The museum initially shut down last year due to the COVID-19 pandemic and officially made its grand return over the weekend. Visitors who have not been able to enter the museum for 19 months are now welcome to return and enjoy the museum’s three new exhibitions.
Upon entering the museum, visitors are immersed in one of the new exhibitions titled “Irresistible Delights: Recent Gifts to the Art Collection.” This collection features an array of paintings, photography, wood-carved statues and colorful textiles, all of which were donated to the museum by friends, patrons, alumni and faculty over the last decade.
Inside the museum’s main gallery, visitors will notice a variety of African art pieces, including carved statues and textiles. The gallery also displays a collection of pottery work by Pablo Picasso, which was donated to the museum’s permanent collection.
The main gallery is also home to a collection of paintings and photographs that were donated by UCSB graduates, current and former professors and friends of the museum.
“What you see (in this exhibition) is a little bit of everything,” Silvia Perea, the acting director of the museum, told the News-Press on Saturday. “There are paintings, sculptures, ceramics and wood carvings so that students and visitors can see and enjoy the richness of art in all its expressions,” she added.
In addition to the exhibition in the main gallery, the museum is also displaying two special exhibits in its side galleries between now and May 2022.
The first, titled “Sound of a Thousand Years,” features instruments, costumes and photographs that depict Gagaku, the classical music and dance of the Imperial Court of Japan.

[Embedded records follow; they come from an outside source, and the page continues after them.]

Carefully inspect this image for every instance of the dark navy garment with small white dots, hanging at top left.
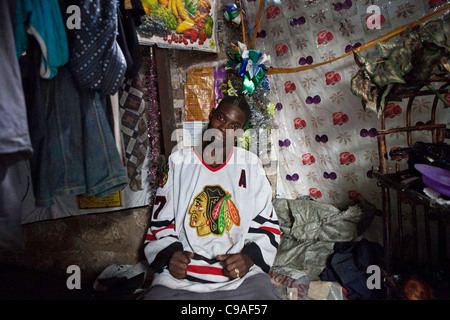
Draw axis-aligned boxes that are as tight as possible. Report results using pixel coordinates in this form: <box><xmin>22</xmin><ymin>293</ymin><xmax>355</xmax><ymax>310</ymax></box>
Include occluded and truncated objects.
<box><xmin>69</xmin><ymin>0</ymin><xmax>127</xmax><ymax>95</ymax></box>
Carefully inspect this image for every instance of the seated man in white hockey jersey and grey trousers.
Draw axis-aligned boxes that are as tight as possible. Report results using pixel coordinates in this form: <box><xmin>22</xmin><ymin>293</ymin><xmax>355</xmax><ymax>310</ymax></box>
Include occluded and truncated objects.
<box><xmin>145</xmin><ymin>96</ymin><xmax>281</xmax><ymax>300</ymax></box>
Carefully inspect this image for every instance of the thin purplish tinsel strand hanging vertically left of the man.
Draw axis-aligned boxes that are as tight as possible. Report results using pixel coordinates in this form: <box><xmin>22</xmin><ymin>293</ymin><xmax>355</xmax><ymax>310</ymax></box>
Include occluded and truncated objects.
<box><xmin>143</xmin><ymin>48</ymin><xmax>160</xmax><ymax>204</ymax></box>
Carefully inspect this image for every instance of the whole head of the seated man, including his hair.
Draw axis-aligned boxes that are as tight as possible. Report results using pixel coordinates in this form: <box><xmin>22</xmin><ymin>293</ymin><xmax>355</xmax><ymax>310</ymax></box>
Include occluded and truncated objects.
<box><xmin>208</xmin><ymin>96</ymin><xmax>252</xmax><ymax>142</ymax></box>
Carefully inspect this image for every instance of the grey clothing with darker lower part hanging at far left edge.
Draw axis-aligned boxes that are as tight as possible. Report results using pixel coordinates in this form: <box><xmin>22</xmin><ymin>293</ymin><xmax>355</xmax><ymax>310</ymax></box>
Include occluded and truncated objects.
<box><xmin>0</xmin><ymin>0</ymin><xmax>33</xmax><ymax>251</ymax></box>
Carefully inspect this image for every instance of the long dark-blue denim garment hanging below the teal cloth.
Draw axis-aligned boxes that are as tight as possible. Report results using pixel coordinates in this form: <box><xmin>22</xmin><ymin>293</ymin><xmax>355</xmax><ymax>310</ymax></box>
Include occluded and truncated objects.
<box><xmin>20</xmin><ymin>41</ymin><xmax>128</xmax><ymax>207</ymax></box>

The gallery features an array of instruments in a traditional Gagaku orchestra, and visitors can hear the orchestra’s Asian-inspired melodies playing in the background.
The second special exhibition, titled “From Riggs to Neutra and Niemeyer: Tremaine Houses,” features architectural sketches and designs of four houses built in Santa Barbara during the 20th century. The four walls of the gallery each feature a different architect who designed homes in Santa Barbara. The four architects are Lutah Maria Riggs, Richard Neutra, Oscar Niemeyer and Paul L. Soderberg.
According to Ms. Perea, two of the homes are still standing in Montecito, one of the homes was destroyed in a fire and the other was never built.
After facing a 19-month closure, Ms. Perea said the reopening is a “very meaningful moment” for the museum. She said that while the museum stayed connected to the community during the pandemic through Zoom events, she’s glad to be back in person again.
“We have always operated kind of in a very personal way with our openings and with our tours and with our lectures and programming,” Ms. Perea said. “And so the museum was used to having a kind of a very one-to-one type of relationship with our patrons, and that has changed radically with COVID.”
“So we’re excited about reconnecting with people in a physical way and also relaunching our in-person programming here at the museum,” she added.
Admission to the museum is always free, and its hours are noon to 5 p.m. Wednesdays through Sundays. Masks are required inside the gallery, and visitors from outside UCSB must fill out an On-Demand Screening Survey on the day of their visit and receive approval before arriving on campus.
Visitors affiliated with UCSB, including faculty, staff and students, will need to complete a COVID-19 Screening Survey and receive subsequent approval before entering the museum.